Americans Ben and Sean (Max Minghella and Emile Hirsch), a pair of two dimensional, uninteresting software engineers go to Moscow to look for investment in their smartphone app (oh how very modern). However, their Swedish business partner (Joel Kinnaman) and singularly unpleasant representative of humanity steals their intellectual property. Subsequently Ben and Sean seek comfort in a night club and meet two equally unedifying examples of womankind; Natalie (Olivia Thirlby), an American, and her Australian friend Anne (Rachael Taylor). It is at this point in the proceeding’s that invisible aliens decide to pop down to earth for a bit of an invasion and some global asset stripping, which proves to be a bit of an inconvenience. This unprepossessing bunch then lurch from cliché to cliché, continuously making bad choices. Imagine an episode of Scooby Doo in which all of the characters are recovering from major head trauma and you'll get the picture.

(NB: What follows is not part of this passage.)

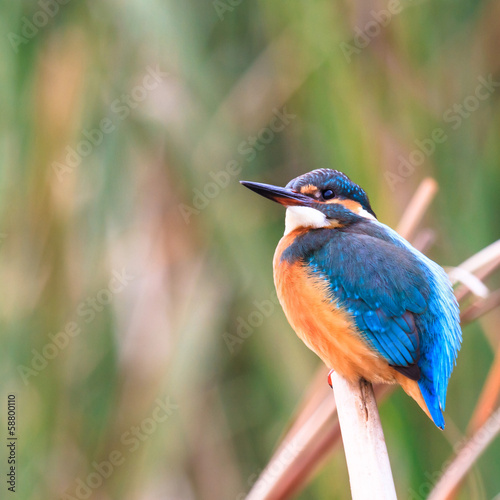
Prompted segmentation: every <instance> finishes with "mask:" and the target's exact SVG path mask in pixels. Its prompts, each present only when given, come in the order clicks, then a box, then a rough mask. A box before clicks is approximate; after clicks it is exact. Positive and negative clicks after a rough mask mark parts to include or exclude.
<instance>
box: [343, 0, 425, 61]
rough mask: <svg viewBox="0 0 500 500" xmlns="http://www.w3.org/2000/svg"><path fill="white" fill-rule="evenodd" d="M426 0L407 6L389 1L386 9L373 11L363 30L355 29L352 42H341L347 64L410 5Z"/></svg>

So, where to start? Well The Darkest Hour has a fundamentally bland and uninspired screenplay. The basic idea of energy beings is in principle better than the usual bipedal aliens that we see in such films. However, the idea runs out of steam quickly, especially when we see one outside of its invisible shield. They give the creatures anthropomorphic faces which immediately kills off any credibility. There is also no attempt to flesh out characters back story, beyond the functional. The Moscow setting although striking, doesn’t offer any new perspective on such standard genre material nor do the Russian characters. The films major flaw is that the plot is so unremittingly stupid it beggars belief. I appreciate that people do not always make the wisest decisions while under pressure but the most basic notions of rational thinking are jettisoned to create faux drama. The only innovation shown throughout the films eighty-nine-minute running time are the visual effects and the way the energy being are depicted. Apart from this, The Darkest Hour is pure dot to dot movie making.

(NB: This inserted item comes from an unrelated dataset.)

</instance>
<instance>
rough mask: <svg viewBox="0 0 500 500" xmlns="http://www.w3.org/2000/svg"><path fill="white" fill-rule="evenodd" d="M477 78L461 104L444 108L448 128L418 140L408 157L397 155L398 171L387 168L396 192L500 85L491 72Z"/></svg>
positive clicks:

The Darkest Hour feels like focus group film making. You can imagine someone standing at a whiteboard taking notes, as a room full of studio executives brainstormed what are the essential tropes of a PG-13 rated action sci-fi movie. As a result, the movie feels like it is working through a list of narrative points and lacks any personal connection of wider depth. What could have been an interesting variation on a theme, is simply an exercise in insincerity and stupidity. If a studio is happy to sell such a product then it doesn’t say much about what they think about their target audience. I hope in the future, director Chris Gorak distances himself from such companies and returns to producing material of the quality of his previous movie, Right at Your Door. Films such as The Darkest Hour do nothing for the genre apart from accelerate the pace of the race to the bottom.